Well this is jumping the gun a bit, as you'll notice if you look at my ticker, but I'm already thinking of a girl's name.

DH has finally agreed that he is happy with the name Elsa (he's vetoed most of my other choices!) but we can't find a middle name. He hates names that are words for other things, so at one swoop he's ruled out lovely names like Grace, Rose and May.

Any suggestions?


----------



## lillyjumper

I think naomi would flow nicely with it :) 

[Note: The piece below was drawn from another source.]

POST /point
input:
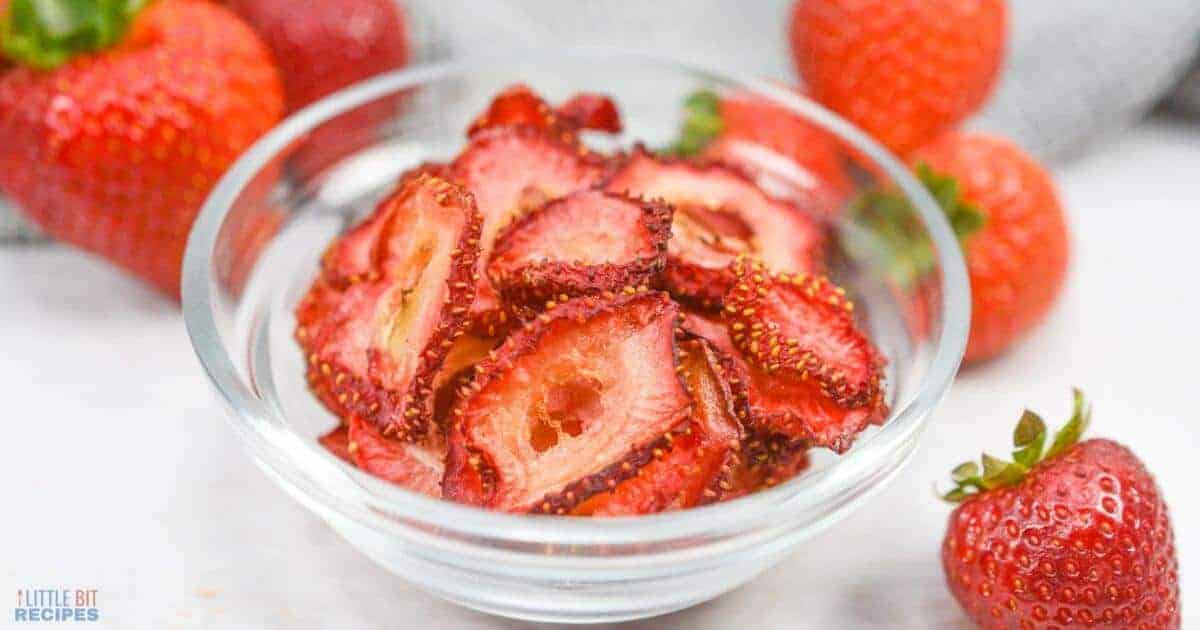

I would, and this is just me, avoid mn's that also start with an EL or that end in an A, like Elsa... only because the name Elsa is so short it could sound kinda... weird... idk... maybe i'm wrong  

Also, because it's so short, I would also go with something short and one syllable, like May (which I know was already shot down) or something with 3 or more syllables... like naomi or angelique or elizabeth (although i dont think elsa elizabeth flows as well, it was just an example)


----------



## Hevalouaddict

elsa marie =)


----------



## Button#

Elsa Louise
Elsa Florence
Elsa Rhian
Elsa Juliet
Elsa Corrine


----------



## Catherine896

I saw the title of this thread, and thought May straight away lol! Goes very nicely.

How about Elsa Anne, I think thats quite cute.

xx


----------



## discoclare

Elsa Jane
Elsa Seren
Elsa Maeve
Elsa Helene
Elsa Kate
Elsa Constance
Elsa Georgette
Elsa Sian
Elsa Therese
Elsa Bryony
Elsa Clare
Elsa Adele
Elsa Bridget
Elsa Isabelle
Elsa Charlotte
Elsa Carys
Elsa Cecile
Elsa Camille
Elsa Josephine
Elsa Betty
Elsa Beth
Elsa Ruth
Elsa Molly


----------



## Tacey

Thanks everyone! Those are a real help! (especially Discoclaire - what a list!) I really like Elsa Florence, but once again DH isn't keen. I asked him to suggest something and he went for Tiffany. I said no. If this is a girl, it may end up being nameless!


----------



## keepthefaithx

someone posted Elsa Juliet

so pretty and girly LOVE IT!


----------



## antiradiatio

Elsa Louise is nice, which was my ultimate favorite. Thanks..


----------



## SharonF

My lovely little girl is Elsa May!

Elsa is such a gorgeous name and we get so many lovely comments about it! Good luck with it all! X


----------



## ceejie

Elsa May? She'll be born in May, so just a thought?

ETA: Sorry, I just saw you said May is out...sorry! I think it goes well.


----------



## AmberDW

Elsa Blue sounds cute..I have no idea why


----------



## bubblebath

Elsa Loureth
Elsa Beatrice
Elsa Jane


----------



## bassdesire

Elsa Louise
Elsa Lillian
Elsa Vivian
Elsa Nicole
Elsa Noa
Elsa Joliet
Elsa Leanna


----------



## sjxoxo

I love Elsa Vivian!


----------



## bassdesire

sjxoxo said:


> I love Elsa Vivian!


I love it, too. Names are always good when the first and middle contrast nicely and those two contrast SO well. The E in Elsa is so soft and the V in Vivian is so punctuated :)


----------